Canadian pianist Angela Hewitt gave another fine performance of Bach’s Goldberg Variations, BWV 988 ("Goldberg Variations") on Thursday evening in the Music Center at Strathmore, a program presented by the Washington Performing Arts Society on its Piano Masters Series. As in her last local performance of the work, at the National Gallery of Art in 2004, Bach's aria and set of thirty variations provided the opportunity for the performer to demonstrate why she is unanimously praised for her interpretations of Bach's keyboard works (see previous thoughts at Ionarts on her performances of the English suites, the concerti, and other composers). In short, the MIDEM Classical Awards 2010 Instrumentalist of the Year displayed the clarity and finesse that audiences have come to expect of her.
It is not merely in the realm of technical mastery that Ms. Hewitt excels. Rather, it is through her deep connection and sensitivity to the musical spirit of the composer (hear her speak about the Goldberg Variations in her WPAS podcast) that she is able to breathe life into a performance of this pianistic tour de force, played without any intermission. Any concern that the delicacy of this piece might be shattered in the grandiose setting of a concert hall was quickly dispelled. From the first utterance of the Aria, one was drawn in by every nuanced whisper, the sense of intimacy heightened by the determined concentration of the performer. Ms. Hewitt’s gestures ranged from a poised elegance as she glided through the most demanding passages, to moments of subtle expressiveness where she leaned in closely to the keyboard, as if a secret were being shared between performer and instrument.
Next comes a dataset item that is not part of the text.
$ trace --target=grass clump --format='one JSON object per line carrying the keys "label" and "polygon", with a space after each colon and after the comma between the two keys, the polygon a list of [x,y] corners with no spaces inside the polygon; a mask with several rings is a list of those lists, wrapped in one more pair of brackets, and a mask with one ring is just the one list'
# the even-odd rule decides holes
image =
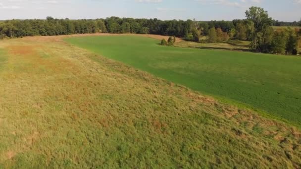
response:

Cecelia Porter, At Strathmore, a harmonious and deftly done variation on 'Goldberg' (Washington Post, December 5)
The remaining WPAS classical concert of the year is this afternoon, a recital by Plamena Mangova (December 5, 2 pm) in the Kennedy Center Terrace Theater. The payoff for daring the Washington roads during the first wintry day will be the chance to hear this promising Bulgarian pianist, who won a prize at the Queen Elisabeth International Music Competition in 2007, the year that Anna Vinnitskaya took first prize.